Rifiuti, il problema non si risolve parlando di civili e incivili

Sì, caro Sindaco, credo che bisogna lavorare con tutti i Palermitani.

La questione drammatica dei rifiuti non può essere semplicemente relegata all’incivile che sporca, come ha lasciato intendere su Twitter; se così fosse, basterebbe una task force che punisce gli incivili e il problema sarebbe risolto.

Il problema legato ai rifiuti è un molto più ampio che, come le ho scritto qui, va affrontato con serietà, coinvolgendo tutte le parti sociali in causa.

L’amministrazione, la RAP, le circoscrizioni e i cittadini tutti devono trovare la forza di unirsi contro questo dramma per risolverlo definitivamente.

Se Paesi come la Germania – ma non solo – hanno fatto sì che i rifiuti diventassero ricchezza, perché non prendiamo da loro un chiaro esempio di buona amministrazione?

Nel Consiglio della VII Circoscrizione abbiamo espresso parere sul regolamento per la tassa sui rifiuti e in quella occasione mi sono fatto promotore di una proposta che prevedeva di estendere le agevolazioni sui rifiuti – in particolare per chi differenzia – all’intera tariffa e non soltanto alla parte variabile, che è l’importo più basso della tassa.

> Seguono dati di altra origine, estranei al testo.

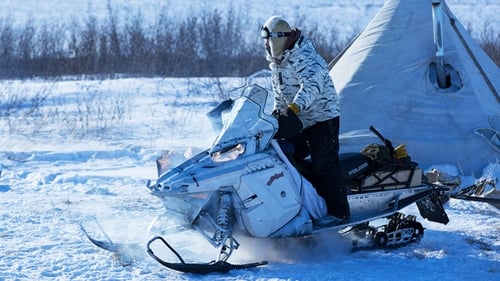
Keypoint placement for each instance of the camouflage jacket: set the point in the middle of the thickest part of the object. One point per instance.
(302, 78)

Inoltre, se vogliamo davvero lavorare sulla differenziata, dovremmo forse immaginare un’isola ecologica in ogni quartiere e magari fare sì che ai cittadini tutti (senza distinzione di civiltà) convenga conferire i rifiuti nelle isole ecologiche.

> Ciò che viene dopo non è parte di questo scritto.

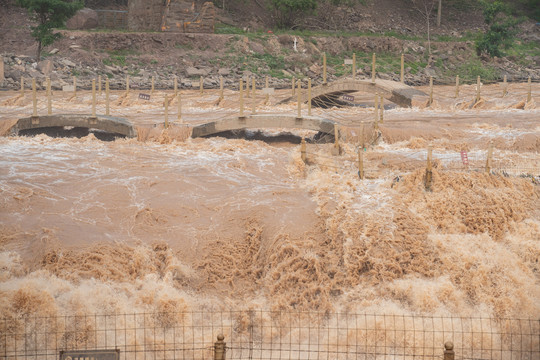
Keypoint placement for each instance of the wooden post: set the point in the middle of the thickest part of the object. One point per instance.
(267, 95)
(477, 89)
(221, 88)
(382, 108)
(166, 111)
(49, 97)
(107, 93)
(303, 150)
(361, 163)
(34, 98)
(179, 101)
(354, 66)
(428, 179)
(309, 97)
(402, 76)
(93, 98)
(489, 160)
(299, 99)
(430, 90)
(529, 94)
(324, 68)
(241, 98)
(373, 68)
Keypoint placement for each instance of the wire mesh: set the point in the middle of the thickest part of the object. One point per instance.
(258, 334)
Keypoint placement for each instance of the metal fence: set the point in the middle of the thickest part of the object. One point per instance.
(270, 335)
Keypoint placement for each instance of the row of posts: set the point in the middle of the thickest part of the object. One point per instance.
(220, 349)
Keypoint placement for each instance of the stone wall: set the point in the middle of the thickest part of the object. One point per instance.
(145, 15)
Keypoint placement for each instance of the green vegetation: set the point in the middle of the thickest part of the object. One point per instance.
(49, 14)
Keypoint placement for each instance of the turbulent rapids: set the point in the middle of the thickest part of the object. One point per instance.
(165, 225)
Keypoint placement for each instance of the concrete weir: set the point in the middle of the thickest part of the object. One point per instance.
(108, 124)
(261, 121)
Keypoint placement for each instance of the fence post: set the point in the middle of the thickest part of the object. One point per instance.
(529, 94)
(309, 97)
(219, 348)
(324, 68)
(354, 66)
(49, 96)
(303, 150)
(241, 98)
(361, 163)
(489, 160)
(402, 77)
(179, 101)
(478, 94)
(166, 111)
(448, 351)
(373, 68)
(107, 91)
(430, 90)
(428, 179)
(93, 98)
(299, 99)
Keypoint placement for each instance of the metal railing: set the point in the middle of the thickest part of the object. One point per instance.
(257, 334)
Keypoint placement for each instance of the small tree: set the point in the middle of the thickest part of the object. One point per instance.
(288, 10)
(501, 31)
(48, 14)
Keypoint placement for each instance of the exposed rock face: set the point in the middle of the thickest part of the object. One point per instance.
(83, 19)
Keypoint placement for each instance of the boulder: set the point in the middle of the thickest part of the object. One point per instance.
(83, 19)
(45, 66)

Dobbiamo riuscire a dire al cittadino che differenziare conviene e fa risparmiare.

In molti Paesi si sono spinti ben oltre la semplice convenienza del differenziare: attraverso appositi distributori in cui vengono conferiti i rifiuti, i cittadini vengono rimborsati con denaro.

In altri a chi differenzia, in base alla quantità di rifiuti, vengono concessi dei crediti da spendere in negozi convenzionati per gli acquisti.

La munnizza può essere ricchezza per tutti: bisogna soltanto organizzarsi affinché ciò avvenga.

Inoltre, proprio da Lei ho imparato che il governo del buon padre di famiglia prevede percorsi culturali che permettano alla città tutta di svilupparsi.

Un comportamento culturalmente sbagliato difficilmente sarà corretto dalla sola repressione: bisogna innescare una dialogo costruttivo di crescita culturale che permetta alla città tutta di riscoprire l’amore per Palermo e, al contempo, riscopra la bellezza del vivere sano nel rispetto delle regole.

Ricordiamoci che la nostra città viene da dieci anni di imbarbarimento culturale, dove ha governato la cultura del più furbo.

Contro quel sistema abbiamo combattuto, ognuno per la sua parte, fino a riuscire a spiegare ai Palermitani che un’altra storia era possibile. I cittadini hanno compreso il messaggio, cancellando il centrodestra dal panorama politico cittadino e a noi, anche se da posizioni politiche diverse, spetta il dovere di dimostrare che un’altra Palermo è possibile e va costruita con ognuno di loro.

Quindi, caro Sindaco, oggi non credo sia giusto parlare di civili e/o incivili. Oggi bisogna parlare di Palermo e di come la nostra città va portata fuori da questo momento di crisi profonda in tutti i settori.

Pertanto, le rinnovo il mio invito a stringere un patto con la città, perché sono convinto che nessun uomo solo al comando potrà mai essere il sale della terra.